De Jean-Michel Gnidzaz, on connaît surtout les compositions abstraites bi et tridimensionnelles qui marquèrent son oeuvre dans les années 1990.

Usant de jeux de collage et de pliage de simples feuilles de papiers, d’agencements géométriques rigoureux, de contrastes colorés directement efficaces, l’artiste revivifiait alors la tradition cinétique sur un mode non spectaculaire.

 

Au fil de ses recherches, Jean-Michel Gnidzaz a ainsi pu produire une oeuvre forte, capable de se démarquer avec impertinence des figures tutélaires qui jalonnèrent sa formation à l’Ecole des Beaux-Arts de Toulouse et les débuts de sa carrière artistique.

Jean-Michel Gnidzaz rompt aujourd’hui avec la pure abstraction, et donne une nouvelle orientation à son travail.

Depuis 2003, il initie une nouvelle série de portraits consacrées aux icônes culturelles du XXème siècle. Frappé par la persistance dans l’inconscient collectif de certaines images ou photographies de personnalités culturelles majeures du XXème siècle, en particulier de celles qui sont synonymes d’une rébellion face à l’ordre établi,

Jean-Michel Gnidzaz questionne ici leur statut iconique.

En neutralisant le background de la photographie originelle, en recomposant le portrait à partir de jeux de bi et de trichromies, d’aplats et de bandes colorées alternées qui réintroduisent un certain cinétisme, il prive ces incunables de l’histoire contemporaine d’une identification trop immédiate. Ainsi écartées pour un instant du consensus, du respect convenus qu’on leur réserve habituellement, ces idoles populaires retrouvent une certaine capacité à invectiver le spectateur.

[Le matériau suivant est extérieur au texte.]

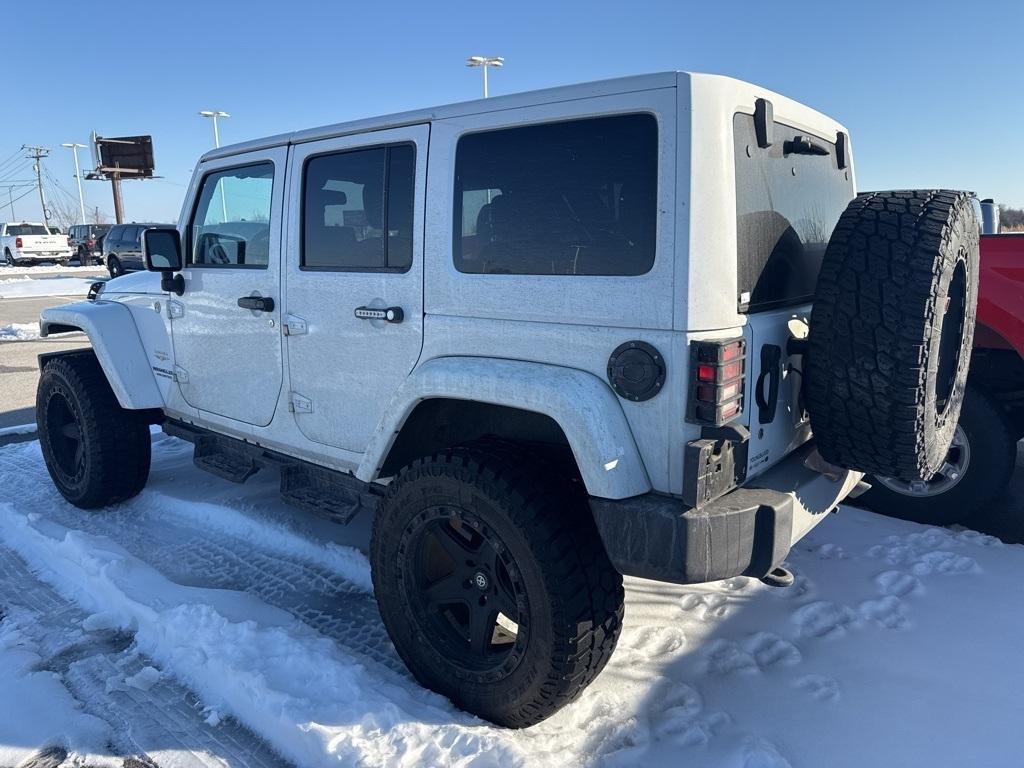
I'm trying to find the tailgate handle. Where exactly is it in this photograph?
[754,344,782,424]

Le processus pousse à prendre un recul historique prompt à faire évoluer nos questionnements : que signifieraient aujourd’hui les Beatles, James Dean, ou même Coluche dans notre société ; quelle place occuperont-ils dans les esprits des générations futures ; échapperont-ils au statut décoratif auquel l’exploitation mercantile de leur image les a relégués ?

Nul, n’en a encore la réponse, mais le travail de Jean-Michel Gnidzaz interroge à bon escient.

Cette nouvelle série de portraits, et le flot de questions qu’elle soulève se posent à coup sûr comme un nouveau jalon essentiel dans son parcours artistique et nous rend curieux de ses développements futurs.